Two campaigns of approximately 5 hours each were prepared in which 100% RDF was burned in the WTE plant and 2 campaigns in which, in addition to RDF, DPS was burned with different charges.
The comparison could only be made with an analyzer as continuous as the AMS installed in the factory, a CEM which uses the photometric principle with the Zeeman effect and for the calibration uses a vaporizer generating a gas from a solution of mercury chloride
The values ​​of the hourly averages over the sampling periods (approximately 5 hours per campaign) between AMS and SRM with the analyzer remain around 0.5 – 1.0 μg/Nm3 with a very small difference (between 0.5 and 1.0 μg/Nm3). The results appear to hold constant the AMS/SRM differences with NIC SGM-9 between 100% RDF combustion and different dry sludge combustion loads.
SRM with NIC SGM-9 generally seems to show frequent peaks unlike AMS: this may be partly due to the interaction of NIC SGM-9 with some interfering metals (molarity of KOH has therefore been increased from 1M to 2M) , partly at NIC SGM -9 higher sensitivity.
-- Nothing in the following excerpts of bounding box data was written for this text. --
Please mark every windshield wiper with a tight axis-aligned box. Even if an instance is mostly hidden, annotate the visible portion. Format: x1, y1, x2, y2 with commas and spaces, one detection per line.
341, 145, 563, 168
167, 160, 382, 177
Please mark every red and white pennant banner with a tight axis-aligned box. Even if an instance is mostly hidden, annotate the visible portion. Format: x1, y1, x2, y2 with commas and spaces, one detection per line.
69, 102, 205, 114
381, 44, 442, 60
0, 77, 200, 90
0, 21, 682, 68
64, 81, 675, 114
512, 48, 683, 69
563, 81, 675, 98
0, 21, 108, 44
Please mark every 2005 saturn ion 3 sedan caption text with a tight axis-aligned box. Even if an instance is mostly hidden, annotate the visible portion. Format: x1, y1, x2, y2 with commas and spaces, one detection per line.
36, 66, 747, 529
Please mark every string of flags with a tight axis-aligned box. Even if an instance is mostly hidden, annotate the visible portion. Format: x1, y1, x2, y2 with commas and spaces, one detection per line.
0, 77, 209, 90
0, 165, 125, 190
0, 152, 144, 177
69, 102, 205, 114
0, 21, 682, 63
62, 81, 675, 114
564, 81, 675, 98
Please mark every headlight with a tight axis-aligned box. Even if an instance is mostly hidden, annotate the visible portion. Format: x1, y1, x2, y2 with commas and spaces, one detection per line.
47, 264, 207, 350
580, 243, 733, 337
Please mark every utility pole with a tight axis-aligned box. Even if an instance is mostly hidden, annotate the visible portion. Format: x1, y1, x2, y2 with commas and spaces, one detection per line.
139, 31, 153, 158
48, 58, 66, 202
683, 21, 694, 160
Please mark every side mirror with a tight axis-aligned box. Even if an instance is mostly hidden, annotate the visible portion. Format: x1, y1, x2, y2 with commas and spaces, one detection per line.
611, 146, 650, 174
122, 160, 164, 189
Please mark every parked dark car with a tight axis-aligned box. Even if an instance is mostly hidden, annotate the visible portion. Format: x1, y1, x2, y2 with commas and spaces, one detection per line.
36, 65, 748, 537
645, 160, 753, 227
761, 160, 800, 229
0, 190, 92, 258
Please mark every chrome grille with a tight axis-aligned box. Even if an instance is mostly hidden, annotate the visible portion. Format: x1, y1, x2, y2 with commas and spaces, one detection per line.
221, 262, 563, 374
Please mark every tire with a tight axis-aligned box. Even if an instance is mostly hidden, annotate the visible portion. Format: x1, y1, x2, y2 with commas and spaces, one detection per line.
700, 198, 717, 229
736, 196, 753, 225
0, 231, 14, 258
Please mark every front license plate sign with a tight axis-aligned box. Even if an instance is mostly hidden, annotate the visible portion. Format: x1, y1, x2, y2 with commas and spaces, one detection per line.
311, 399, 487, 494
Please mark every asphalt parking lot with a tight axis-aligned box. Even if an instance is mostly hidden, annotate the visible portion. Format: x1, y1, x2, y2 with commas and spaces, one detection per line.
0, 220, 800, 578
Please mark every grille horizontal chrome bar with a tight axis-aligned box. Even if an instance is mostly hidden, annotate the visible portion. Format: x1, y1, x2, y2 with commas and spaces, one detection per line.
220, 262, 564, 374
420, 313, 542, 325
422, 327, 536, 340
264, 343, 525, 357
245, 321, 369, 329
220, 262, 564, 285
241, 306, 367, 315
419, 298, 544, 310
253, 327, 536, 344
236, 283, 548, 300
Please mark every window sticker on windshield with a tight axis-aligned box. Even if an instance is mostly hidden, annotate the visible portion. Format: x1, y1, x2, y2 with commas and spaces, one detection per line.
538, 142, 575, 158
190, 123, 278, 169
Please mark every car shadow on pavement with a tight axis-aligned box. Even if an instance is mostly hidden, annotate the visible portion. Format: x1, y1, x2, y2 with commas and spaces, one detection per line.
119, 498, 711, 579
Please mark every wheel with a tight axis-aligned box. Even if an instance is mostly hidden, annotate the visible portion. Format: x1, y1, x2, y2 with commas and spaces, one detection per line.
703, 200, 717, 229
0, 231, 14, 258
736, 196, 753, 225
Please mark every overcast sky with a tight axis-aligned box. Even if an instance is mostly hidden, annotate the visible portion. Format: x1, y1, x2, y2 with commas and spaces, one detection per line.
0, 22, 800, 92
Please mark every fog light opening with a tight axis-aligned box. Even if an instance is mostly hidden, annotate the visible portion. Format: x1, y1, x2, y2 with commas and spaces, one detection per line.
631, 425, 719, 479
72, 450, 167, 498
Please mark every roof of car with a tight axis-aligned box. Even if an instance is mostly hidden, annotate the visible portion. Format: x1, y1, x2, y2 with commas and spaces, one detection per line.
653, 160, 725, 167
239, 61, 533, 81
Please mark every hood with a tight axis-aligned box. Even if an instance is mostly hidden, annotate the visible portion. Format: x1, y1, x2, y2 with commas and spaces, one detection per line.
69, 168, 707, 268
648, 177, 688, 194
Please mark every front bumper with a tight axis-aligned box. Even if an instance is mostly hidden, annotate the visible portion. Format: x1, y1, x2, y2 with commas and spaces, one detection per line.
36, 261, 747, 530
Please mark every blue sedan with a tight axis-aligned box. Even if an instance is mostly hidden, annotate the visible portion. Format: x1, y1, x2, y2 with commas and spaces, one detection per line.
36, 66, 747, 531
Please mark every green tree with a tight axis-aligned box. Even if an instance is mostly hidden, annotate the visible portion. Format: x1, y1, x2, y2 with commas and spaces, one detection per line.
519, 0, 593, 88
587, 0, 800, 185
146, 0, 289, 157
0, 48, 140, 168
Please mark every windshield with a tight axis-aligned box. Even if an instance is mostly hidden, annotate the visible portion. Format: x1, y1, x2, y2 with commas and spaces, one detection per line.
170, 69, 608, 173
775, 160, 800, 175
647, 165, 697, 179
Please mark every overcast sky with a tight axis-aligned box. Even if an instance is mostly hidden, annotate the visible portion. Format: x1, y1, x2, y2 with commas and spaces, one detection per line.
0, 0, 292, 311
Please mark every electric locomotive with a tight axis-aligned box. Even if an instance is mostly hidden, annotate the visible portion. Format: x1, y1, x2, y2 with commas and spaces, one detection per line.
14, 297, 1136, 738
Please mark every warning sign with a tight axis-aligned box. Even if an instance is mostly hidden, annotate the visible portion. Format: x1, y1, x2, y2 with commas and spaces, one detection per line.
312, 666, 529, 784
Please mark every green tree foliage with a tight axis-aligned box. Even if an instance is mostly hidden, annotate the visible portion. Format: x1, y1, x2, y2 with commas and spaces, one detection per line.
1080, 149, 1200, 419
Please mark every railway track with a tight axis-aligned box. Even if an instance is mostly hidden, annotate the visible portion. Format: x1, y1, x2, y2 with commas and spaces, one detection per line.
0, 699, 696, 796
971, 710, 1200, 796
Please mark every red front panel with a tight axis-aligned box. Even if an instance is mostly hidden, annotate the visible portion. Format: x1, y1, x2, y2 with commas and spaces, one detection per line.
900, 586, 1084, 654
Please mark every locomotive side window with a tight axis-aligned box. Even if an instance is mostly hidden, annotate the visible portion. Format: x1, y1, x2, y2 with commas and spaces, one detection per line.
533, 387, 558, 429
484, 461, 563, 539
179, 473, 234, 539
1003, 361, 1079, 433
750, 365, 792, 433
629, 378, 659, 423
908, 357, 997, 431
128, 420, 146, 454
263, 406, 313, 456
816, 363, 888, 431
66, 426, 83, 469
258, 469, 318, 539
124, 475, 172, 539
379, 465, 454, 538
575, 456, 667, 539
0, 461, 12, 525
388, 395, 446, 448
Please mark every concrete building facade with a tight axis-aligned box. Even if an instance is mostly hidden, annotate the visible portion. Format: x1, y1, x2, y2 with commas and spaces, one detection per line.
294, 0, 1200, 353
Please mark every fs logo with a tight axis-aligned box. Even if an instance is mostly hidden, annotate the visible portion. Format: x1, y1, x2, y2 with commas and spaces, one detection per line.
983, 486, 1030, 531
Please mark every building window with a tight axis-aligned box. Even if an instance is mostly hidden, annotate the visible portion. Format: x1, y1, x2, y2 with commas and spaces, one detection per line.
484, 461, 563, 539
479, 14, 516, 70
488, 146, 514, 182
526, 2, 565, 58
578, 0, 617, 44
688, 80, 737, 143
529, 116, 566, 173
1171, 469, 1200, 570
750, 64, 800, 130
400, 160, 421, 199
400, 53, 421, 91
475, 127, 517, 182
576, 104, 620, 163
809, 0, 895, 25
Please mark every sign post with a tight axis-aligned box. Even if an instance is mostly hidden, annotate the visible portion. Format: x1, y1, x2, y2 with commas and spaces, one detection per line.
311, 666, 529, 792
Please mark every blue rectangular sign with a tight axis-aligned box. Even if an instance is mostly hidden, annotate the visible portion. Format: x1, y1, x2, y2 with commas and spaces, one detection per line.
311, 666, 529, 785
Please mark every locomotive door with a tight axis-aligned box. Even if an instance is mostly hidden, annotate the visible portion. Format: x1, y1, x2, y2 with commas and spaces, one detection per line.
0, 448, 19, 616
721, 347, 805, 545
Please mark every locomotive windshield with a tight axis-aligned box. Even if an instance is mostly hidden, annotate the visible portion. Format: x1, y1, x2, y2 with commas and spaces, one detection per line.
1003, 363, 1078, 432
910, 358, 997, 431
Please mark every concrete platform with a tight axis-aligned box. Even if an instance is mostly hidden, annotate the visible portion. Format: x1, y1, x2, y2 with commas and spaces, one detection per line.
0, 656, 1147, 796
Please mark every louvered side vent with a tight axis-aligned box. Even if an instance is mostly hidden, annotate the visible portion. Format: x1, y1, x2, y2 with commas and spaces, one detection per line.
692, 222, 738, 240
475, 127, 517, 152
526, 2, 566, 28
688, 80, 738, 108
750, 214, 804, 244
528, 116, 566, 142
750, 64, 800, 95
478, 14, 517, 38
The filter analysis always provided Hg values ​​below the instrumental sensitivity limit so as not to generate a quantifiable contribution to the analyzer values.
This work compares the results of 4 test campaigns between a validated AMS and a discontinuous system based on SRM (isokinetic sampling) coupled with a real-time (AA) system for measuring mercury in gaseous form.
The comparison already shows a satisfactory agreement and well below the LEL (50 μg/Nm³ d). However, further study of the field tests performed is needed to investigate the discrepancies found between the two systems.

References

Takaoka M., Domoto S., Oshita K., Takeda N., Morisawa S. Mercury emission from sewage sludge incineration in Japan. Journal of Material Cycles and Waste Management (2012), 14: 113–119.
Wang X., Mao Y. Mercury in municipal wastewater and sewage sludge. Environmental Contamination and Toxicology Bulletin (2019), 102: 643–649.